It's a Browser Block Party and Not Everyone's Invited

June 26, 2019 | Ryan Hurley

Digital marketing personalization is increasingly finding itself in the crosshairs of regulators and, in recent months, the platforms themselves.

Set against the broad impact of the EU’s General Data Protection Regulation (GDPR), the looming California Consumer Privacy Act (CCPA), and growing consumer demand for transparency and privacy control, browsers are quickly mobilizing to take a stance that demonstrates not just compliance, but a proactive approach to mitigating privacy concerns.
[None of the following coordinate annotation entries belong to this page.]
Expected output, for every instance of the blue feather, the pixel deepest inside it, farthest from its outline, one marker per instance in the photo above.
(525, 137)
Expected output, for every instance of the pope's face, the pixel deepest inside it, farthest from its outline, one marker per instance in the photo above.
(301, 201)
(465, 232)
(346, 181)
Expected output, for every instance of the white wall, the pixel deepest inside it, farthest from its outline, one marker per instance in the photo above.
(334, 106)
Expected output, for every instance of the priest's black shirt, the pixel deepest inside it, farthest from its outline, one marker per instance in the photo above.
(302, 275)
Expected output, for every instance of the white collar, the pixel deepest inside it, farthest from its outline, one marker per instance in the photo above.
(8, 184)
In the last quarter alone Apple, Google, Microsoft, Mozilla, and even Facebook have announced major changes to their tracking policies.

While much of this movement is more posturing than action, advertisers and those in the martech and adtech industries are rightly anxious, and eager, to understand the changes that will come and the impact they will have.

To forecast what those could be, it’s helpful to reflect on the status quo they hope to correct; that is, the various ways publishers and advertisers personalize our experiences online.

In the aftermath of the EU’s GDPR – implemented in May 2018 – you’ve no doubt seen the templated “we use cookies” disclaimers on some of your favorite websites. Affirmative user consent to cookies is now required. This hasn’t changed much. Because these websites rely on placing first-party cookies on your browser to provide a tailored experience, it’s mutually beneficial to publisher and user to acknowledge and leverage this cookie. Its purposes range from keeping visitors logged in across visits, keeping items in a shopping cart, or generally delivering a more personalized experience. While regulation has caused some change to first-party cookie “lifespans,” this is of less concern than the planned changes to other cookies, such as third-party cookies.

Third-party cookies are best understood as those placed by companies on websites they do not operate. They give third-party companies the ability to “see” you across your web exploration. Their purpose can be as simple as an ad retargeting you after you left a brand’s site, or as complex as an input into a vast algorithm that learns, defines, and ultimately packages audience behavioral segments for sale.

Third-party cookies are a large component of how digital advertising – specifically programmatic – decides if and when users are served ads. They’re an essential tool in a digital marketer's toolkit. And they could be going away.

In May of this year, Google announced plans to enhance cookie controls, giving users the ability to block third-party cookies while retaining the first-party cookies that, for instance, remember their passwords and credit card information on familiar websites. With Google’s browser and platform market share at 57.4 percent, this could have a major impact on the industry. How major? Programmatic ad spend, of which third-party cookies are the fuel, is projected to hit $60B as an industry in 2019, and make up nearly 85 percent of all US digital display spend.

Absent third-party cookies, advertisers who have spent years honing their skills into a proverbial scalpel, now sit virtually helpless. We’re at a turning point that will force the industry to find new – and rediscover old – ways of targeting that provide value to users and brands alike.

With change afoot, the digital ad space outside of Facebook and Google’s walled gardens could very well fall back on strategies of the past; from contextually targeting ads based on site content, to established private marketplace deals, and even to a return of publisher networks. With the future of targeting being more centered on “people-based targeting,” companies such as LiveRamp have been positioning themselves to lead both publishers and advertisers into the new world,

Another alternative may be for advertisers to put further trust in the duopoly of Facebook (and/or) Google. For Google’s part, their focus on a browser-ID for targeting makes considerable sense; not only are they in a unique position with a majority of US browser market share, but with a business model that lives at the intersection of its vast advertising market and its robust “opt-in” proprietary user data, the combination is a cocktail perfectly mixed for many advertisers looking for solutions that scale.

Just as Apple was effective at killing off Flash, it’s prudent to assume browsers will succeed in killing off cookie-based targeting and tracking. Change is coming, but one thing remains static: The brands and marketers who come out on top in this new environment will be those who adapt to it the quickest.